Todo semestre passo para os meus estudantes esse vídeo de 20.528 viagens negreiras catalogadas, produzido pela revista Slate. Ao meu ver, são os melhores dois minutos para entender a formação social brasileira. 👇🏾
a. Demografia.

Diante do extermínio indígena, que reduziu drasticamente a população nativa, a colonização portuguesa da América se faz por meio de um repovoamento africano. Os números são impressionantes e dão a escala do fenômeno, muitas vezes não dimensionado por nós. 👇🏾
Como aponta @alencastro_f, de cada 100 pessoas que chegavam no Brasil até 1850, 87 delas vinham nos porões de navios negreiros (!!).

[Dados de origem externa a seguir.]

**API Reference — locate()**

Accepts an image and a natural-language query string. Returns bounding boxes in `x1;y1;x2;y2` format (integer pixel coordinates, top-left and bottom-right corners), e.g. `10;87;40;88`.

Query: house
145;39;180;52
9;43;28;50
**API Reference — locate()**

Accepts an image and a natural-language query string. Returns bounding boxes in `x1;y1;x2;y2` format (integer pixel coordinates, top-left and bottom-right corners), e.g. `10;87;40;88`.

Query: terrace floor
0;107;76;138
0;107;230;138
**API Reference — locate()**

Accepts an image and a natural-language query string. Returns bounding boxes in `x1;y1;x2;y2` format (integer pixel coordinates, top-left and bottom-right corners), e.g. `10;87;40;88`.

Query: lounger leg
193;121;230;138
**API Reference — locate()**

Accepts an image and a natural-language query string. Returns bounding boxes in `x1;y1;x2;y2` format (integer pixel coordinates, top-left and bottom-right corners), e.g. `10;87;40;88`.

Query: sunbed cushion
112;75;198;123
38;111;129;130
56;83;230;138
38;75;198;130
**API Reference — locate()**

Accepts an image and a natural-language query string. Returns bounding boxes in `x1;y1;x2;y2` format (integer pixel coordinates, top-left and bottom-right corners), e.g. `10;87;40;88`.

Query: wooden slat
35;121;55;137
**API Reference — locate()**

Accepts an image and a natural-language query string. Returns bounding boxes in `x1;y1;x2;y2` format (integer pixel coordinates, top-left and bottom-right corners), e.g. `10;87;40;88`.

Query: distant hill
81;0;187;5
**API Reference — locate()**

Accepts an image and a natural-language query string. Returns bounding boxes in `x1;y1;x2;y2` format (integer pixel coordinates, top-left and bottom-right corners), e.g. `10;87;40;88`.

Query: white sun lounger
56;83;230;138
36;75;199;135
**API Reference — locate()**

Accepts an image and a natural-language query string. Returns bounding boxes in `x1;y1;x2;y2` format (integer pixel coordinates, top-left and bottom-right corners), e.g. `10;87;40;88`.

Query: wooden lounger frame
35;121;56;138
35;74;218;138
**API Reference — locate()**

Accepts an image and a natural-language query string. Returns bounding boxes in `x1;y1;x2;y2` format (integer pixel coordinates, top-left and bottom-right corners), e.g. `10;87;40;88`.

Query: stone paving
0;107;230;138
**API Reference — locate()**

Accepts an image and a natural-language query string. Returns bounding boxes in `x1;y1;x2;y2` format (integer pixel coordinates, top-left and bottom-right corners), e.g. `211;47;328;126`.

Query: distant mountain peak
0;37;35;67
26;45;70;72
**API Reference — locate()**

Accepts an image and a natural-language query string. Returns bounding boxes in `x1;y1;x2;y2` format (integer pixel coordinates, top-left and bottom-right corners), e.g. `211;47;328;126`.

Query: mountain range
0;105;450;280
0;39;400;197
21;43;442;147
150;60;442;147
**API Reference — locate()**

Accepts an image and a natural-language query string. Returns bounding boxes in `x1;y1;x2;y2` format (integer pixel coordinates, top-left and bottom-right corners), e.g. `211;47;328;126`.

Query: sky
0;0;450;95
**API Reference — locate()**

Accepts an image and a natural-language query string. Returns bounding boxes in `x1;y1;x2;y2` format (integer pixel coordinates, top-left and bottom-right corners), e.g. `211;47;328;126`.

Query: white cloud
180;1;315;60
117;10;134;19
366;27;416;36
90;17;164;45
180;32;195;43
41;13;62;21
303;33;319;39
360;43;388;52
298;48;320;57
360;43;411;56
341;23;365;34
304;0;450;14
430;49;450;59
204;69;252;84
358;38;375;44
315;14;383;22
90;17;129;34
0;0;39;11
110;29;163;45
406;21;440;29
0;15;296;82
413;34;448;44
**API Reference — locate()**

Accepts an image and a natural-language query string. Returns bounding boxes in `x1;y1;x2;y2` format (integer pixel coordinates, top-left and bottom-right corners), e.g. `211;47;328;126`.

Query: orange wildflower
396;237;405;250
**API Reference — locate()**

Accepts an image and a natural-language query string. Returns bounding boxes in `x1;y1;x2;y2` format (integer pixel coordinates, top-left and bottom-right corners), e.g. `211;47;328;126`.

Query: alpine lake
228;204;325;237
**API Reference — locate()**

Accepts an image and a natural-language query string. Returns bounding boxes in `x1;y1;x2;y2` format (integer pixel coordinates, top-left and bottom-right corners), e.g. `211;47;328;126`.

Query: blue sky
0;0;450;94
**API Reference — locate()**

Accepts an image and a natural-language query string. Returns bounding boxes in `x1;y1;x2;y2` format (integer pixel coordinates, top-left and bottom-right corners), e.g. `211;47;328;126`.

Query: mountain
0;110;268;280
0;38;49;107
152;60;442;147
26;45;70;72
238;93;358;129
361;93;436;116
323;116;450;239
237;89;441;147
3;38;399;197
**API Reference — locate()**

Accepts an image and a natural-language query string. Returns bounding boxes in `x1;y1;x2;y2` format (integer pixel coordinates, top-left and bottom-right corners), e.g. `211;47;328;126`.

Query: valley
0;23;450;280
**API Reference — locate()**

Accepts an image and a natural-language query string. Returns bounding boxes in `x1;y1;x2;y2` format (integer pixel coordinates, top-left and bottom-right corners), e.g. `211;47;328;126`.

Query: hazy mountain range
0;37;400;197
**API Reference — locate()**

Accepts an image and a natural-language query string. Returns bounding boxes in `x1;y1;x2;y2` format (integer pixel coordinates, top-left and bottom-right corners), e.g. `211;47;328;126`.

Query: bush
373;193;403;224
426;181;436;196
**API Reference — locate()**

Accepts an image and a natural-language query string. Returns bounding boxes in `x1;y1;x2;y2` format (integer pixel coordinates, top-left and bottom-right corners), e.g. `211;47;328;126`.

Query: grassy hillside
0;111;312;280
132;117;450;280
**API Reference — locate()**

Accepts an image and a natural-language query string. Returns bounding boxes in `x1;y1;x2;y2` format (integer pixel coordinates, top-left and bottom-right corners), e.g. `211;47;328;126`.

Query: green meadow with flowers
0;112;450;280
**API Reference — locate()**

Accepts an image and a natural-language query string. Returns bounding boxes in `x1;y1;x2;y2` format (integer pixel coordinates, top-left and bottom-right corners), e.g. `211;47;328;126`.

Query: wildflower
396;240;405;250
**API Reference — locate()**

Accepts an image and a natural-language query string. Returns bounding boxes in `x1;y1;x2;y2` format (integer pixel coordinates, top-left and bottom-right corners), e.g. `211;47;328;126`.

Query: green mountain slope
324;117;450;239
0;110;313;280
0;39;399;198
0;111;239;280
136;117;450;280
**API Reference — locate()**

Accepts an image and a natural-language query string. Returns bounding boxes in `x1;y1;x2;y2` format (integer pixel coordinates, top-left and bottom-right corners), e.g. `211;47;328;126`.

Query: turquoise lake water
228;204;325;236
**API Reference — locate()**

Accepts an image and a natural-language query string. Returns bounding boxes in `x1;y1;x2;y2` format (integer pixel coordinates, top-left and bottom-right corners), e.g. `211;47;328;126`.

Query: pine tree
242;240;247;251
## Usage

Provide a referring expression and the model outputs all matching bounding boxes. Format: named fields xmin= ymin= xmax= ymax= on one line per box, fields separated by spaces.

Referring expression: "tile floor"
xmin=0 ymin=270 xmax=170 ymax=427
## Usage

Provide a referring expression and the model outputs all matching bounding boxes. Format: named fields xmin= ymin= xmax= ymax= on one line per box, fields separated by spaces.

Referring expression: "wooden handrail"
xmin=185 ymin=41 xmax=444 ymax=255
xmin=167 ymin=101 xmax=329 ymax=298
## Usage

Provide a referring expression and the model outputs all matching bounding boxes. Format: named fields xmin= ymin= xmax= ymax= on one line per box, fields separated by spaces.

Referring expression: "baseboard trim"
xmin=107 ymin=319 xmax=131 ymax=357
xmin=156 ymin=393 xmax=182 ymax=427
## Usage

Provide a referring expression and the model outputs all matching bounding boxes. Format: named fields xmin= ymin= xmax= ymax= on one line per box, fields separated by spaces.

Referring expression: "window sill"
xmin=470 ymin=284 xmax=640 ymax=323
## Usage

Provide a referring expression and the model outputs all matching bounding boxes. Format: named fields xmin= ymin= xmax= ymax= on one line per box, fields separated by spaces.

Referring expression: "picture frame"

Dos cerca de 12 milhões de africanos transportados forçadamente para a América, 45% tinham como destino o Brasil (aproximadamente 5 milhões). 👇🏾
b. Economia política

Na toada de Alencastro, o vídeo aponta para a centralidade que o tráfico negreiro tem como base do Brasil. Ou seja, não são somente a escravidão e o grande latifúndio elementos constitutivos do Brasil, mas também o comércio de seres humanos. 👇🏾
Esse comércio permite a formação de uma elite de identidade brasileira e não mais portuguesa. Assim, ao invés de um comércio triangular, temos um comércio bipolar, no sentido Brasil-África, África-Brasil. Os subprodutos do latifúndio eram utilizados para comprar escravizados. 👇🏾
Vejamos: entre 1701 e 1810, 48% dos escravizados chegados na América portuguesa foram adquiridos pelas exportações de cachaça e tabaco. Mais da metade foram adquiridos com mercadorias brasileira. Em Luanda e Benguela, cerca de 90% das embarcações vinham do Brasil. 👇🏾
Como o @erahsfeliz alerta, vale pensar historicamente o impacto do álcool na destruição das vidas negras. A cachaça, fruto da grande lavoura escravista, não só foi a principal moeda de troca por escravizados, como penetrou na África, destruindo culturas e economias locais. 👇🏾
c. Forma estatal

Como se pode ver, o tráfico negreiro para o Brasil explode logo após a Revolução Haitiana, a qual gera uma suspensão do mercado de escravizados no Atlântico Norte. O Haiti não só recalibra a entrada de africanos, mas também o caráter do Estado brasileiro. 👇🏾
Como aponto no meu livro, a solução monárquica, os silêncios constitucionais sobre a cidadania e a escravidão e o pacto negreiro-escravista das elites, que fundam o Brasil independente, têm como base a manutenção do tráfico, por um lado, e evitar o Haiti aqui dentro por outro. 👇🏾
Diferentemente do que "boas mentes" vem pregoando por aí hoje em dia, o Brasil Império é um Império Negreiro. Esse é o núcleo da forma monárquica no Brasil. Isso explica não só a perpetuação da escravidão até o final do XIX, como o boom do tráfico entre 1820 e 1850. 👇🏾
Inclusive, como venho pesquisando e articulando no doutorado, essa é a chave para interpretamos a forma constitucional no Brasil e suas derivações teóricas e práticas até os dias de hoje: separação de poderes, força do executivo, concepção policialesca de cidadania e etc. 👇🏾
d. Forma jurídica

Boa parte dessas viagens para o Brasil foram feitas de maneira ilegal, tendo em vista que o tráfico de africanos estava proibido no país desde as primeiras décadas do século XIX - as "leis para inglês ver". 👇🏾
De novo Alencastro para mais duas questões:

1. Como a gestão da ilegalidade e o conluio da branquitude fundam a cultura jurídica nacional.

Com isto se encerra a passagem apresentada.